Desde muy pequeña sufrí de una inquietud espantosa, esta iba
más allá de comer gusanos o pasteles de lodo, solía experimentar con todo lo
que encontraba, lo que me llevo a lastimarme muchas veces. La primera fue a los
tres años, cuando hurgando en la estufa con un palo, me derrame agua hirviendo
sobre la pierna izquierda; era invierno, por lo que llevaba unas medias de lana
y botas para el frio, lo caliente del agua hizo que la piel se adhiriera a la
media y mi madre al retirarla, desesperada, con mi cuerpo bajo la regadera, también
retiró la piel. De ahí hospitales para niños quemados, y una cirugía de injerto
de piel desde el muslo hasta el empeine, curaciones escabrosas, una cicatriz en
forma de cuadrado en el muslo derecho y un bulto de piel sobre el empeine, además
de la premonición de una cojera que en su futura aparición habría de ser
reparada. Ahí comenzó mi vida.
Todas las noches mi padre untaba su mano con aceite de rosa
mosqueta y la ponía sobre la cicatriz de
mi pequeño pie, el dolor no se recuerda,
solo el olor dulce de ese brebaje sureño que habría de menguar la marca que propino
mi primera imprudencia.

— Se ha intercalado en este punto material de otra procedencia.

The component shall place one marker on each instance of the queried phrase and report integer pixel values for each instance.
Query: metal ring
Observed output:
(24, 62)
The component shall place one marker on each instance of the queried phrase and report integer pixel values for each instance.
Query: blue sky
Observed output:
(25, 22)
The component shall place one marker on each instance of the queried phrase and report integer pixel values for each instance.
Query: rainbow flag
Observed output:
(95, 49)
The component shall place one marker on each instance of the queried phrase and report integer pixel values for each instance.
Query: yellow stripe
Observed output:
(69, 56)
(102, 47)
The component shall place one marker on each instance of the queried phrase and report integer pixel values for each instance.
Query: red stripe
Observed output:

El dolor no se recuerda. Solo la voz y la sonrisa de
papá, que para distraerme de la fatídica curación me contaba pequeños cuentos
que salían de su cabeza. Fueron las mil y una noches donde me inventó el mundo,
las historias no se acababan porque él me pedía proponer los personajes, las circunstancias,
los nombres y entonces fabricábamos aventuras de animales y hombres magníficos,
que se prolongaban noche tras noche bajo las curaciones con olor a rosas.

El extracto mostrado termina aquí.